Slow lorises photographed in Jakarta market last month. Photo: © TRAFFIC.

The slow loris pet trade has exploded since YouTube videos showed the small primates engaged in “cute” activities. However, researchers warn that slow lorises do not make good pets and that the trade is deeply cruel. Slow loris babies are stolen from their mothers in the wild, who are often killed. The baby’s teeth are removed without anesthetic to make them more “suitable” as pets.

Dr. Anna Nekaris, an anthropologist who specializes in slow-loris research at Oxford Brookes University, told in 2009 that it’s estimated 30-90 percent of captured slow lorises don’t survive the stress of being stolen from the wild.

As pets, slow lorises are unable to clean themselves and are often covered in feces and urine.
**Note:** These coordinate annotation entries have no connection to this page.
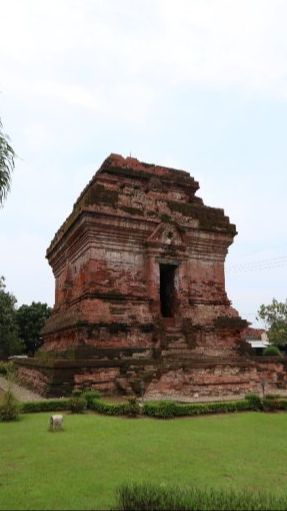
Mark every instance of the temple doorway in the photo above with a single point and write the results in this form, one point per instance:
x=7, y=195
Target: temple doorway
x=167, y=290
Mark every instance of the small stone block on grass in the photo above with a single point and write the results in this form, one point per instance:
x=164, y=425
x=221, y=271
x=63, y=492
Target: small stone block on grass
x=56, y=423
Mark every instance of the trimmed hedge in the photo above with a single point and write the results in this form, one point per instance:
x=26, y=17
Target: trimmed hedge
x=170, y=409
x=50, y=405
x=161, y=409
x=6, y=367
x=150, y=497
x=131, y=409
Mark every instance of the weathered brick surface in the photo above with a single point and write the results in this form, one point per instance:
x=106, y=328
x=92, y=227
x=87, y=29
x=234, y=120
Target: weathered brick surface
x=131, y=218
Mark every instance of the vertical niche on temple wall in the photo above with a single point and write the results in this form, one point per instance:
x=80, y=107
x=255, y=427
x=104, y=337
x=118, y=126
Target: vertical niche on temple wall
x=167, y=290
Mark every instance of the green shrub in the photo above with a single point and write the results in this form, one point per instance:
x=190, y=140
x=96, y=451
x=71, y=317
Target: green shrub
x=272, y=351
x=254, y=400
x=49, y=405
x=6, y=367
x=130, y=409
x=161, y=409
x=271, y=403
x=90, y=395
x=168, y=409
x=78, y=403
x=149, y=497
x=9, y=408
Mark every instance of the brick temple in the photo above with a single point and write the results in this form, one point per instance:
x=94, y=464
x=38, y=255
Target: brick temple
x=140, y=300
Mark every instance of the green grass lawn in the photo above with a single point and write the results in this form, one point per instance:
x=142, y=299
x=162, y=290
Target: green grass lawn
x=81, y=467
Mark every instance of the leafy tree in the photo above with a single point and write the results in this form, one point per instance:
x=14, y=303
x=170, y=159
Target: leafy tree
x=30, y=320
x=7, y=156
x=275, y=319
x=9, y=340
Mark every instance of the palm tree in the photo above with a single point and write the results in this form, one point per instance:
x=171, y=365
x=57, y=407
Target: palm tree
x=7, y=156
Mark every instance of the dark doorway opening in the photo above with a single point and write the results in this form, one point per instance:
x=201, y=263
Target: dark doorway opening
x=167, y=290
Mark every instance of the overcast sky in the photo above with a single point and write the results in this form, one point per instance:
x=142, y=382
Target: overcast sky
x=195, y=84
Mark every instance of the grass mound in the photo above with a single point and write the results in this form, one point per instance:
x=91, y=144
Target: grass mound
x=149, y=497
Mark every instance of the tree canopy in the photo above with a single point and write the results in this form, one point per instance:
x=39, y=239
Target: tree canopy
x=9, y=340
x=30, y=320
x=7, y=156
x=20, y=329
x=274, y=316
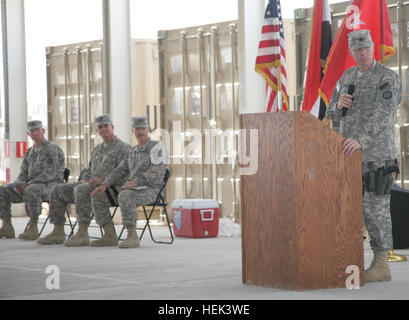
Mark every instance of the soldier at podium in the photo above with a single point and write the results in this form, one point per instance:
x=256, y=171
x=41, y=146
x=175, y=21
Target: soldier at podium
x=363, y=110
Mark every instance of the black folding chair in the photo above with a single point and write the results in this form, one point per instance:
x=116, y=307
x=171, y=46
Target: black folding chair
x=66, y=176
x=159, y=202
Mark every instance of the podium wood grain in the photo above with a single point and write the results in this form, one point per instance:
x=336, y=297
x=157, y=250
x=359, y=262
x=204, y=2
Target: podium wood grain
x=302, y=210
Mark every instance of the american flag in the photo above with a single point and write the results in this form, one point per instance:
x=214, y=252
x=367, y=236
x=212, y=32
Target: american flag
x=270, y=61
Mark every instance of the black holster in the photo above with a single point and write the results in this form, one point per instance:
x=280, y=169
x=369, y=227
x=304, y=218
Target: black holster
x=380, y=180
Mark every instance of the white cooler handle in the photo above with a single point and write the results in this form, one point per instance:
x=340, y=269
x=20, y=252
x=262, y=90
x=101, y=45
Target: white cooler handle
x=202, y=212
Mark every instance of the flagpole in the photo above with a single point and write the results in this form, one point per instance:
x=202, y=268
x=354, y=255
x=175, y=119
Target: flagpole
x=279, y=95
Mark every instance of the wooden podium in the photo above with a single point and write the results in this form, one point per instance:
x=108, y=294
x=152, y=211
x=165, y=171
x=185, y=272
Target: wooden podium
x=302, y=210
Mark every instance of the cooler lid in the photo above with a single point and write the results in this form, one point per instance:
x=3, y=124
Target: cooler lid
x=195, y=203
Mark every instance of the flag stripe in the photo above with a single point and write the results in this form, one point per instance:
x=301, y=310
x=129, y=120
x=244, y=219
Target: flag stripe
x=270, y=61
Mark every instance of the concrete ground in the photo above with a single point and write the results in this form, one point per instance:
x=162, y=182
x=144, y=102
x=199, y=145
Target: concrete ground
x=189, y=269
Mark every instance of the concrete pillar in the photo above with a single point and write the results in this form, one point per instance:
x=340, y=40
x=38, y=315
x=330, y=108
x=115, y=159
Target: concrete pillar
x=14, y=66
x=15, y=93
x=119, y=57
x=252, y=85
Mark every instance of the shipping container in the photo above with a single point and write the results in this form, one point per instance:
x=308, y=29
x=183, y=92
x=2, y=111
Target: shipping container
x=399, y=16
x=199, y=100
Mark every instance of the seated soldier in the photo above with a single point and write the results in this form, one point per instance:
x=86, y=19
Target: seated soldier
x=104, y=159
x=42, y=168
x=145, y=178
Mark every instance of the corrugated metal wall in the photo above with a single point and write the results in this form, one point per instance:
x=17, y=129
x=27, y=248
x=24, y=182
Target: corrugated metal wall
x=75, y=94
x=199, y=97
x=399, y=16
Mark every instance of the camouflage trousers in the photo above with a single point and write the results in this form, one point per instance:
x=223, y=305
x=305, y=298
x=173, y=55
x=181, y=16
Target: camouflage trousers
x=80, y=195
x=33, y=197
x=130, y=200
x=377, y=216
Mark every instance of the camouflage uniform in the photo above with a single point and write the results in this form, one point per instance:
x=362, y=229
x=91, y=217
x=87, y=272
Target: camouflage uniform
x=370, y=120
x=104, y=159
x=139, y=168
x=42, y=168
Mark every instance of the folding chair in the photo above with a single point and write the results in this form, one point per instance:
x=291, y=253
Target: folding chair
x=159, y=202
x=66, y=176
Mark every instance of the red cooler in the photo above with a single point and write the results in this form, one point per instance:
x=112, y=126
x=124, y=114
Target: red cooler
x=195, y=218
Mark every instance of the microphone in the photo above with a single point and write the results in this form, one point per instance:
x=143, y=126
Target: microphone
x=351, y=90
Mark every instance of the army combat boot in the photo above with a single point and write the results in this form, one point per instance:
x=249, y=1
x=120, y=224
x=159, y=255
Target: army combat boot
x=379, y=269
x=7, y=230
x=109, y=238
x=55, y=237
x=32, y=231
x=81, y=238
x=132, y=240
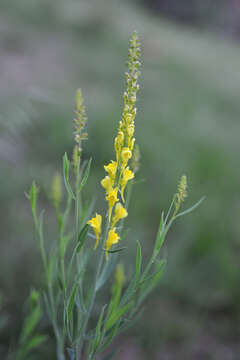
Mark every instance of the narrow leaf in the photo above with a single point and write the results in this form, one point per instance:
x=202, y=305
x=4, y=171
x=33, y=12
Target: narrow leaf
x=30, y=323
x=107, y=271
x=191, y=208
x=116, y=250
x=117, y=315
x=66, y=167
x=34, y=343
x=138, y=261
x=110, y=355
x=71, y=303
x=86, y=175
x=82, y=237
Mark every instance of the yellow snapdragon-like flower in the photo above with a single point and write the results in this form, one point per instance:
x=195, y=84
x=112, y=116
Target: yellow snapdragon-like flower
x=181, y=194
x=112, y=199
x=107, y=184
x=80, y=121
x=119, y=213
x=118, y=143
x=111, y=169
x=119, y=275
x=127, y=175
x=126, y=154
x=96, y=224
x=112, y=239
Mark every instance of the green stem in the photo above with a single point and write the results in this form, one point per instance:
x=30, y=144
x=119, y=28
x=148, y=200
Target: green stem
x=90, y=307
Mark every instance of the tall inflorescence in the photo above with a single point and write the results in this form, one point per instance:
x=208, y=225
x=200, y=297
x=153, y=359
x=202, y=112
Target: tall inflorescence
x=79, y=123
x=118, y=171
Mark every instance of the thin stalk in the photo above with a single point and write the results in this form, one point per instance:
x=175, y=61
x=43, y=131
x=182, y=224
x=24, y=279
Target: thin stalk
x=90, y=307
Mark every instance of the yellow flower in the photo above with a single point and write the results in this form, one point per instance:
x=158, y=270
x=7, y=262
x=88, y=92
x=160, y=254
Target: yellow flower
x=126, y=154
x=119, y=275
x=96, y=223
x=119, y=213
x=130, y=130
x=107, y=184
x=111, y=169
x=126, y=176
x=112, y=239
x=181, y=194
x=56, y=190
x=112, y=199
x=118, y=143
x=131, y=144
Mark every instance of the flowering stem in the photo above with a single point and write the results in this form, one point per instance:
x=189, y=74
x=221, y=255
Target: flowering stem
x=90, y=307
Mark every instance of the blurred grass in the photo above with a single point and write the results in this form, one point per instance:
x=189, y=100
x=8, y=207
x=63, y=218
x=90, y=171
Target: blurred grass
x=187, y=122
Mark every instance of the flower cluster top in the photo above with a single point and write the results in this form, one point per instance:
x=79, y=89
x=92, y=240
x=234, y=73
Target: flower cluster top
x=118, y=172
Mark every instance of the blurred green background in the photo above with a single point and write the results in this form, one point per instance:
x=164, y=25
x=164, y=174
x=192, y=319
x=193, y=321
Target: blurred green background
x=187, y=122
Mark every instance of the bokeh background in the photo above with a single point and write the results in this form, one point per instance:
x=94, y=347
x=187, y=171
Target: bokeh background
x=188, y=122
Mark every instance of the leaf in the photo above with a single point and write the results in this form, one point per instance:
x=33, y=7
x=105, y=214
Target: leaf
x=33, y=196
x=98, y=329
x=71, y=302
x=117, y=315
x=66, y=167
x=107, y=270
x=129, y=323
x=82, y=237
x=152, y=281
x=110, y=355
x=128, y=292
x=30, y=323
x=138, y=261
x=116, y=250
x=191, y=208
x=159, y=265
x=86, y=175
x=110, y=337
x=34, y=342
x=71, y=353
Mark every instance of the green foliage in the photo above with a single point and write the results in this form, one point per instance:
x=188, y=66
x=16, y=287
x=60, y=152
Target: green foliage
x=69, y=268
x=30, y=340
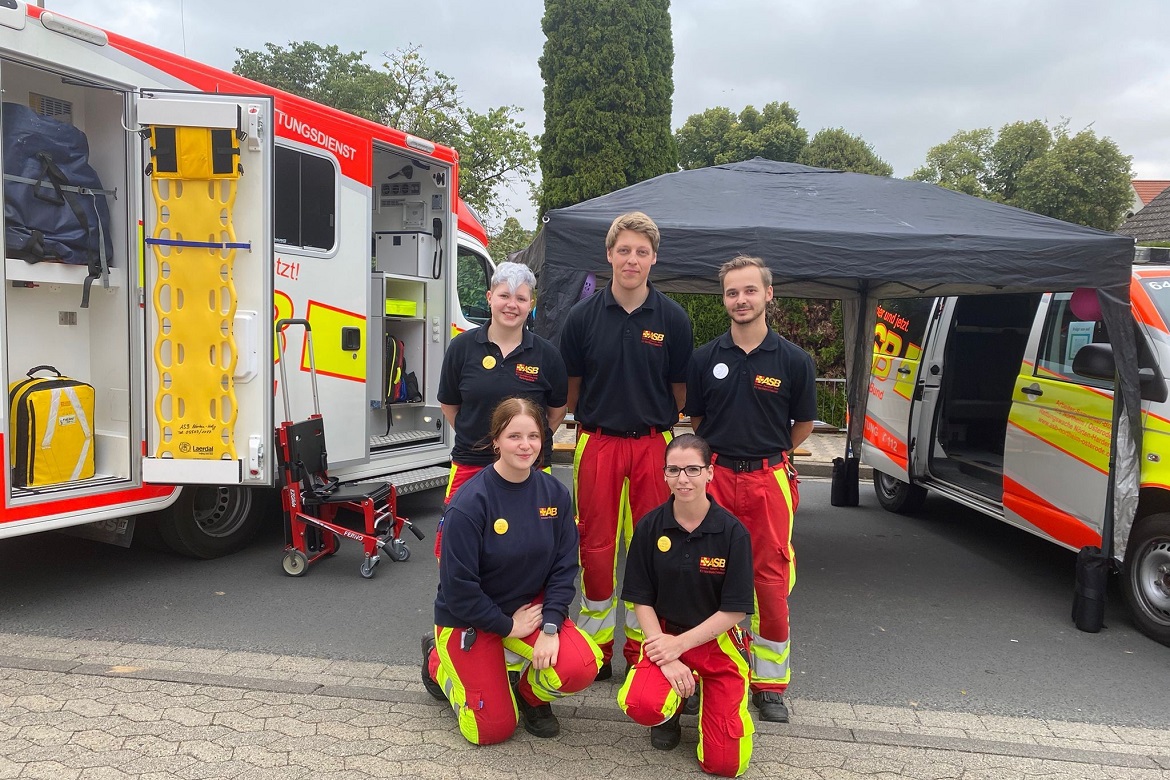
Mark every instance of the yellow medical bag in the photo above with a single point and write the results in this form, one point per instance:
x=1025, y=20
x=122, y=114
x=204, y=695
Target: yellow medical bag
x=52, y=429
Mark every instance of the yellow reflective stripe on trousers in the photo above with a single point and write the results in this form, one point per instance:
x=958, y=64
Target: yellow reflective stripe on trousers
x=782, y=480
x=454, y=689
x=451, y=481
x=749, y=726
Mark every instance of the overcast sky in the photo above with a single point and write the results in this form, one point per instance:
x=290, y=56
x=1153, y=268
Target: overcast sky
x=902, y=74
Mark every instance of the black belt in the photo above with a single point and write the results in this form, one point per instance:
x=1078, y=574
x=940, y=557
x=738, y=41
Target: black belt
x=634, y=433
x=749, y=463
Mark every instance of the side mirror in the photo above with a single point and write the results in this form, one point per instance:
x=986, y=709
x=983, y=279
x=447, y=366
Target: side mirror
x=1095, y=361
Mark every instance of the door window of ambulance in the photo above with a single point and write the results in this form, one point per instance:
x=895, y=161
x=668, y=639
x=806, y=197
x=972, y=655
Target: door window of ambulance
x=1065, y=335
x=472, y=282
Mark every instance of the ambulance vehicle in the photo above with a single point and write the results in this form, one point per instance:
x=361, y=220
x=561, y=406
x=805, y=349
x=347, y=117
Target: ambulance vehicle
x=231, y=206
x=995, y=401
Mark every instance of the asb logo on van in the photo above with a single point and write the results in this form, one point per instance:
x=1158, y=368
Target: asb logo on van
x=768, y=384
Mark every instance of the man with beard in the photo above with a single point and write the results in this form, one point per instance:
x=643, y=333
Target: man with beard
x=752, y=395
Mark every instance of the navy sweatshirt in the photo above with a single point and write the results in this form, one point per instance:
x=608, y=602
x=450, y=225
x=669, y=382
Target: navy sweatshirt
x=503, y=544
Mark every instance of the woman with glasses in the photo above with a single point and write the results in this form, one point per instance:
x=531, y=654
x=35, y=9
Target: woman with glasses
x=689, y=577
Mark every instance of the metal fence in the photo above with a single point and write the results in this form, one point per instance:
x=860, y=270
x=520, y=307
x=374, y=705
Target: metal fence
x=831, y=401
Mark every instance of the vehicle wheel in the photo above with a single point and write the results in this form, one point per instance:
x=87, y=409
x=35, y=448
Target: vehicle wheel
x=897, y=496
x=295, y=564
x=1146, y=575
x=211, y=520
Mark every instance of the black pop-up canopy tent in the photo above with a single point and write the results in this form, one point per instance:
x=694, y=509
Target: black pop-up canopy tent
x=830, y=234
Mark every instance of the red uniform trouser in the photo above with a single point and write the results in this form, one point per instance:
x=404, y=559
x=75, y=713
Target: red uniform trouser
x=460, y=473
x=765, y=501
x=616, y=482
x=476, y=680
x=724, y=725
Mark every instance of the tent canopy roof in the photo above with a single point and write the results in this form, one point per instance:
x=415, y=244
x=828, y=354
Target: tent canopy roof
x=835, y=234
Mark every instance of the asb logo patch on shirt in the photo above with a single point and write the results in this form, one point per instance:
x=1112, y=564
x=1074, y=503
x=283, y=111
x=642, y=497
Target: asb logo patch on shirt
x=768, y=384
x=709, y=565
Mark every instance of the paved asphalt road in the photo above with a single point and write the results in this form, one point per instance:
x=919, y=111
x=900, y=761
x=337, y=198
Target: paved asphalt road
x=944, y=611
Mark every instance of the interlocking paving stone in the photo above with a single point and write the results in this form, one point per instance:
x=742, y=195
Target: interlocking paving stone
x=160, y=712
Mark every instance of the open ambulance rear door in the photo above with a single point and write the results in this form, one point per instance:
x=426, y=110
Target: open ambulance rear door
x=207, y=288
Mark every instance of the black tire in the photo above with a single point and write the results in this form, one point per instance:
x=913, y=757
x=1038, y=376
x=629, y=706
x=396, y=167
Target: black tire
x=897, y=496
x=1146, y=575
x=211, y=522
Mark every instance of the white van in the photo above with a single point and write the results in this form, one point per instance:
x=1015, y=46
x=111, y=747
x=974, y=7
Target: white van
x=990, y=401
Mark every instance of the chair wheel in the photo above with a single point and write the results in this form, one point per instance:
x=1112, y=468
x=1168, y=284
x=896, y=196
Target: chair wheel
x=295, y=564
x=369, y=567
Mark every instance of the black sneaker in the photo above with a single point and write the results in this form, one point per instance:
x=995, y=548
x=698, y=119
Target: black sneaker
x=771, y=706
x=666, y=737
x=538, y=718
x=433, y=688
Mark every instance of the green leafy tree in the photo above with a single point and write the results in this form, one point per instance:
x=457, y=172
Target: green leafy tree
x=961, y=163
x=607, y=96
x=511, y=237
x=1079, y=178
x=319, y=73
x=406, y=94
x=717, y=136
x=1082, y=179
x=833, y=147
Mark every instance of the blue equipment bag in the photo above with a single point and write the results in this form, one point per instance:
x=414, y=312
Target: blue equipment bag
x=54, y=205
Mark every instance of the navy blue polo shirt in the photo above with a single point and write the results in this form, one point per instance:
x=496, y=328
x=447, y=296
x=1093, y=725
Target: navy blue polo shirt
x=689, y=575
x=749, y=401
x=504, y=544
x=476, y=377
x=627, y=361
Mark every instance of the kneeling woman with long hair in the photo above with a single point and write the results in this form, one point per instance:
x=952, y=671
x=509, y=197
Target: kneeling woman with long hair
x=507, y=575
x=689, y=577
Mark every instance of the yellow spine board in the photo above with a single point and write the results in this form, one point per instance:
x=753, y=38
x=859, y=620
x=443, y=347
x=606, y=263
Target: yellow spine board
x=194, y=302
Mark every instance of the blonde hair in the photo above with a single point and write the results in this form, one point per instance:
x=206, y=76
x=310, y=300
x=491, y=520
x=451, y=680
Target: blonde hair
x=747, y=261
x=634, y=221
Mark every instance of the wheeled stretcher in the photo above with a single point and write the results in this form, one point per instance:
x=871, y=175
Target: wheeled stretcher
x=316, y=505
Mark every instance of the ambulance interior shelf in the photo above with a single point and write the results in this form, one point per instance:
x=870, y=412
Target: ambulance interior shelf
x=25, y=274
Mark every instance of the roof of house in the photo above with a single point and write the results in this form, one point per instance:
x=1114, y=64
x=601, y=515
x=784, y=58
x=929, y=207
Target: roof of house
x=1149, y=188
x=1153, y=222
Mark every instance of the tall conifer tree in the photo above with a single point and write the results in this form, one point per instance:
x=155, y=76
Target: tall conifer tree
x=607, y=97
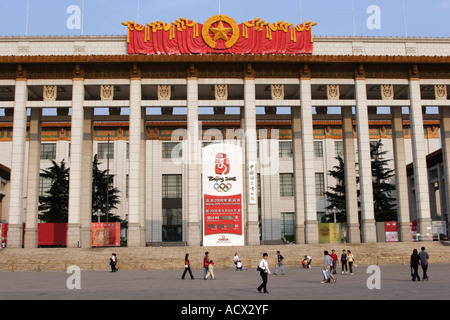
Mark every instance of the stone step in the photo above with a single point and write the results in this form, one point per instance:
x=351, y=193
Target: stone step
x=41, y=259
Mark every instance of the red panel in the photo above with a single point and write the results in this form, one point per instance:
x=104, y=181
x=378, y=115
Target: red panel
x=52, y=234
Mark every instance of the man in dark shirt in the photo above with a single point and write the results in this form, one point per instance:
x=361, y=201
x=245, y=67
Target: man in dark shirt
x=424, y=263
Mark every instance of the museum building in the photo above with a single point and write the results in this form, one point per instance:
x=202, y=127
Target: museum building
x=147, y=103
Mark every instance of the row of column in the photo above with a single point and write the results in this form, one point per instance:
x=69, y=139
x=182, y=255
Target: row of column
x=80, y=188
x=364, y=229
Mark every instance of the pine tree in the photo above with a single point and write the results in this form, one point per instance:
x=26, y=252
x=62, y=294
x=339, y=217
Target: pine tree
x=54, y=204
x=336, y=195
x=99, y=188
x=383, y=202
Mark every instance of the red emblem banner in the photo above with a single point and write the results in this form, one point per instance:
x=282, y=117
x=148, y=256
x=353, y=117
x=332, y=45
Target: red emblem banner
x=220, y=34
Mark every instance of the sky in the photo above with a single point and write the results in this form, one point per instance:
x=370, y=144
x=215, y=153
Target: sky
x=371, y=18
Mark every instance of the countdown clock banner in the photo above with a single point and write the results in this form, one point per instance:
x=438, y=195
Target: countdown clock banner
x=222, y=195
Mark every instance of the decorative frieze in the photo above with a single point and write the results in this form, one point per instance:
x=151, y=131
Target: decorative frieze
x=440, y=92
x=164, y=92
x=387, y=92
x=107, y=92
x=221, y=91
x=49, y=93
x=277, y=91
x=114, y=111
x=333, y=92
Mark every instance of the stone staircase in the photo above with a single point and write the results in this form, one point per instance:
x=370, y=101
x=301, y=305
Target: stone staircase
x=46, y=259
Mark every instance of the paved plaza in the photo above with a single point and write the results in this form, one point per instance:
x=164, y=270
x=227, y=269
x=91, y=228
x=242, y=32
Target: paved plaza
x=297, y=284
In addition, due to complex dietary needs pet slow lorises often die of malnutrition.

In one market alone, TRAFFIC counted thirty slow lorises and notes that the animals are on sale daily out in the open.

“The authorities need to clean up these markets and Indonesia’s reputation as a major center of illegal wildlife trade,” says Shepherd.

In addition to the pet trade, slow lorises are also imperiled by deforestation and traditional medicine, which uses slow loris parts for some ailments.